• 18/05/2024

Bottega Veneta forma gli artigiani di domani

 Bottega Veneta forma gli artigiani di domani

Bottega Veneta

Bottega Veneta lancia una scuola per promuovere il talento: artigiani altamente qualificati indosseranno le vesti di professori per 50 studenti

La mano d’opera specializzata sta diventando sempre più difficile da trovare. Artigiani altamente qualificati che prima di diventare tali necessitano di una formazione continua e a sua volta specializzata. Tanto che in diversi settori si sta insinuando la paura di vedere sparire certe maestrie. Competenze uniche al mondo che rischiano di venire perdute se non trovano la corretta modalità per venire tramandate di generazione in generazione.

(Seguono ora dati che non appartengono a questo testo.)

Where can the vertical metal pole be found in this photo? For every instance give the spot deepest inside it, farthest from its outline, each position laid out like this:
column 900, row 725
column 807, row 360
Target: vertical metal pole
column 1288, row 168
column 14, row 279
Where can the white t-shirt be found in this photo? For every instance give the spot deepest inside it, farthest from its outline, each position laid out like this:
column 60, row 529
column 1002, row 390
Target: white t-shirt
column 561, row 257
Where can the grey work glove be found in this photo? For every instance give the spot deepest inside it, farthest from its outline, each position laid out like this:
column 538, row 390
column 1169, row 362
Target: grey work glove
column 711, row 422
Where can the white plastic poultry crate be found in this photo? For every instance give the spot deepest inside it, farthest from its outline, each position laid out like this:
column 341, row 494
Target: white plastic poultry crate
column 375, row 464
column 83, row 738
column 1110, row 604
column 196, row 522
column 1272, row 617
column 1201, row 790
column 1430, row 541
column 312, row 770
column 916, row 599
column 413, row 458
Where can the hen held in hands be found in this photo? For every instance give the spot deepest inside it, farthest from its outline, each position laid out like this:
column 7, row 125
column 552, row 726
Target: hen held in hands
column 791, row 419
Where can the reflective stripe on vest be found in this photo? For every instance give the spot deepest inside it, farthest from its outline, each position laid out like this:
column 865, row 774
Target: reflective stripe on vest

Un allarme realistico che vede alcuni brand, soprattutto nel settore lusso, protagonisti di una notevole rivoluzione del settore: per non perdere la manualità, le conoscenze e le capacità alla base delle loro creazioni, del loro brand, stanno aprendo scuole, accademie, dove i giovani possono imparare dai migliori maestri.

Bottega Veneta – Accademia Labor et Ingenium

Una nuova storia accademica che oggi coinvolge il mondo della moda. È infatti Bottega Veneta, azienda vicentina conosciuta in tutto il mondo, la nuova protagonista dell’insegnamento, sua l’Accademia Labor et Ingenium, nome scelto in omaggio ai valori fondanti del brand, presenti nello stemma originale “Labor et Ingenium, Mestiere e Creatività”.

Una vera e propria scuola dove giovani con talento possono imparare i segreti del mestiere; un laboratorio per i dipendenti dell’azienda, i nuovi assunti e gli studenti esterni che, seguiti da maestri artigiani, potranno impegnarsi attivamente in attività di formazione, laboratori e lezioni.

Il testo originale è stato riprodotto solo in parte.